Zuma, who has led the ANC since 2007, detailed problems afflicting the party, which has lost much popularity since Nelson Mandela led it to victory in the 1994 election that ended decades of white-minority rule.
“Petty squabbling that takes us nowhere needs to take back seat, our people are frustrated when we spend more time fighting among ourselves instead of solving the daily challenges they experience,” he said.
“Factionalism has become the biggest threat to our movement.”
The 75-year-old Zuma said the party’s poor local election results last year “were a stark reminder that our people are not happy with the state of the ANC”.
He blamed the decline in support on “perceptions in society that we are soft on corruption, self-serving and arrogant.”
“Our people are frustrated when we spend more time fighting among ourselves instead of solving the daily challenges they experience… Factionalism has become the biggest threat to our movement.”

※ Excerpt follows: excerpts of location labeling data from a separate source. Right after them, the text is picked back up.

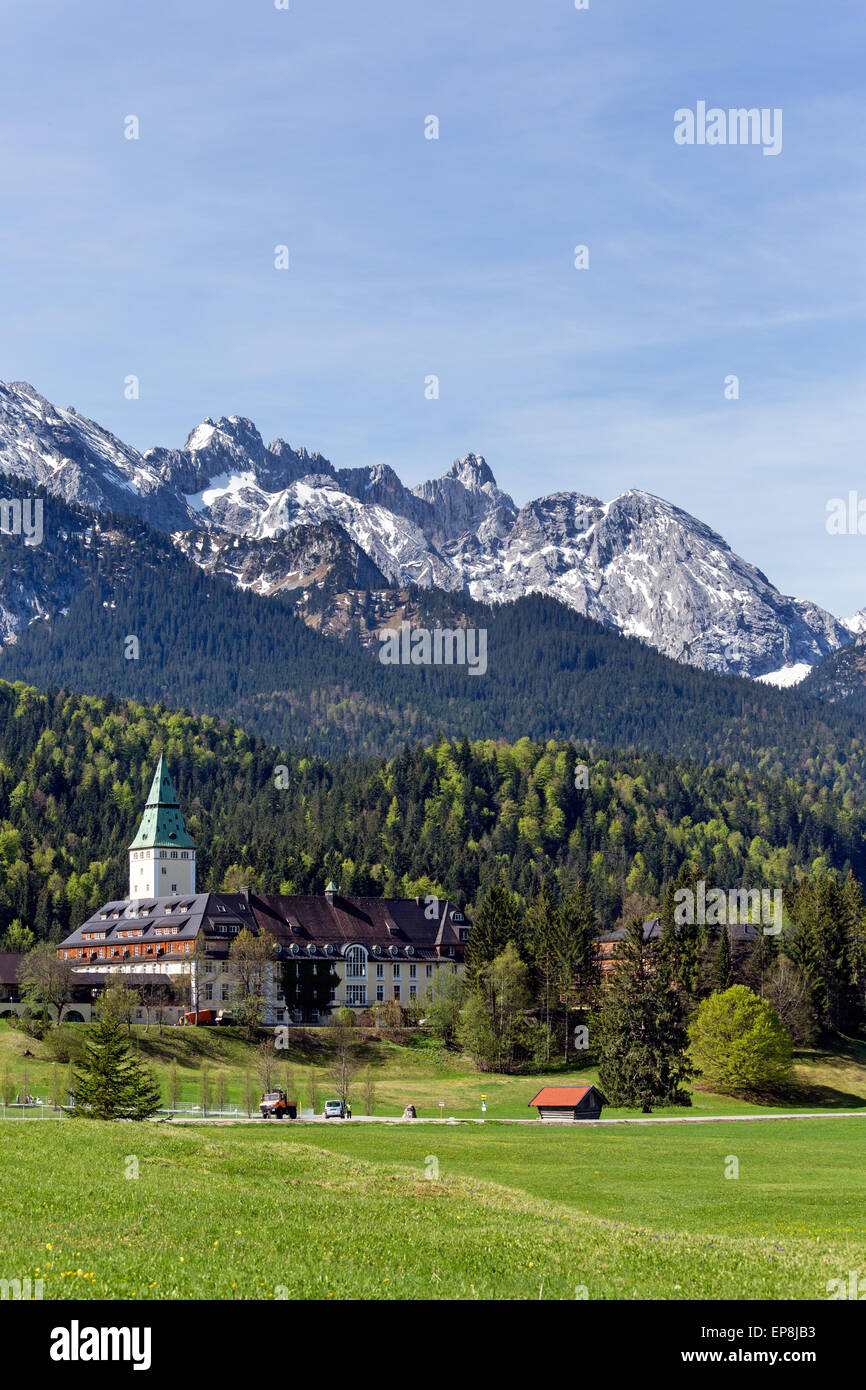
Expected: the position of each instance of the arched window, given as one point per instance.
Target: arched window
(356, 963)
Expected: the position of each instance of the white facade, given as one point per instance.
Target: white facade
(160, 873)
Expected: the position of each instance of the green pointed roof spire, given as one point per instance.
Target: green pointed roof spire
(163, 823)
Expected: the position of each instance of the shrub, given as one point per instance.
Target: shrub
(740, 1044)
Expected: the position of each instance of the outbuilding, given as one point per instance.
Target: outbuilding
(569, 1102)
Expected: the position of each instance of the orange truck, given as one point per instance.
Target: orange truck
(275, 1105)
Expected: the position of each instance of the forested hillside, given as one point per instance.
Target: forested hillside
(223, 651)
(449, 818)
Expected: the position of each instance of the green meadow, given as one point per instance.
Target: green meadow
(412, 1070)
(430, 1211)
(376, 1211)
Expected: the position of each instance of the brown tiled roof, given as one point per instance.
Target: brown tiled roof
(370, 922)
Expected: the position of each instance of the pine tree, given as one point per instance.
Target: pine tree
(724, 969)
(540, 933)
(110, 1083)
(576, 954)
(498, 923)
(642, 1034)
(143, 1094)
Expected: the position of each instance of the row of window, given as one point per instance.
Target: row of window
(103, 952)
(163, 854)
(356, 970)
(357, 993)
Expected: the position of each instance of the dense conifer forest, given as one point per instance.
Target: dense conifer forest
(452, 818)
(214, 649)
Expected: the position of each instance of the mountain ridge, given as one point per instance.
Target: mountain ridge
(637, 563)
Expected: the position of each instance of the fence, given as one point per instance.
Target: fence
(29, 1111)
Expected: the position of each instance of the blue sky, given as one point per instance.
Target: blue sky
(453, 257)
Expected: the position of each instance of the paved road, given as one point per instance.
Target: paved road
(642, 1119)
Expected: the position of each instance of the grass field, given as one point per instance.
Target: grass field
(506, 1212)
(413, 1072)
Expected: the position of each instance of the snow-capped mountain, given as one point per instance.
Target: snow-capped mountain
(78, 460)
(250, 510)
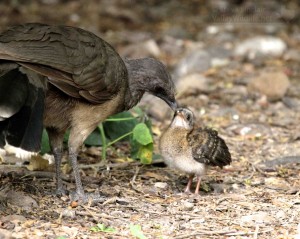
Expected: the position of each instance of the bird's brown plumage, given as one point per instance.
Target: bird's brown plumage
(190, 149)
(84, 79)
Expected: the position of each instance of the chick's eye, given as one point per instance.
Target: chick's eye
(159, 90)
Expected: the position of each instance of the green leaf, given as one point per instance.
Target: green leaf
(142, 134)
(136, 230)
(45, 146)
(145, 153)
(102, 228)
(115, 129)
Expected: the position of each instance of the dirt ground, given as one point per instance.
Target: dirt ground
(257, 196)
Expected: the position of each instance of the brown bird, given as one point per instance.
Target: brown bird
(64, 78)
(190, 149)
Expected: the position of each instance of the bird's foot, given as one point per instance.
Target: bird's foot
(83, 197)
(60, 191)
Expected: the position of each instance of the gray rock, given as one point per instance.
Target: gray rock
(266, 45)
(147, 48)
(274, 84)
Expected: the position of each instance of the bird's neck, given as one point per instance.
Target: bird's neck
(132, 97)
(136, 88)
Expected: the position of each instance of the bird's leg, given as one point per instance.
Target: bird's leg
(75, 141)
(57, 152)
(56, 144)
(198, 185)
(188, 186)
(79, 189)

Zuma, whose reign has been marred by graft scandals, will step down as ANC chief at the conference but will remain head of state until general elections in 2019.
The two front-runners for the party leadership are his ex-wife and former African Union Commission head Nkosazana Dlamini-Zuma, and Deputy President Cyril Ramaphosa, a wealthy businessman.
The battle could split the ANC and the conference looks set to be acrimonious
The ANC is still South Africa’s biggest party by far, but the 54 percent it won in local elections last year was its worst poll result since the 1994 elections that marked the end of white-minority rule.
Opposition parties the Democratic Alliance and Economic Freedom Fighters are both hoping to exploit the ANC’s woes in the 2019 election, with one possible outcome being a coalition government.
Soaring unemployment and government corruption have fuelled frustration at the ANC among millions of poor black South Africans who face dire housing, inadequate education and continuing racial inequality.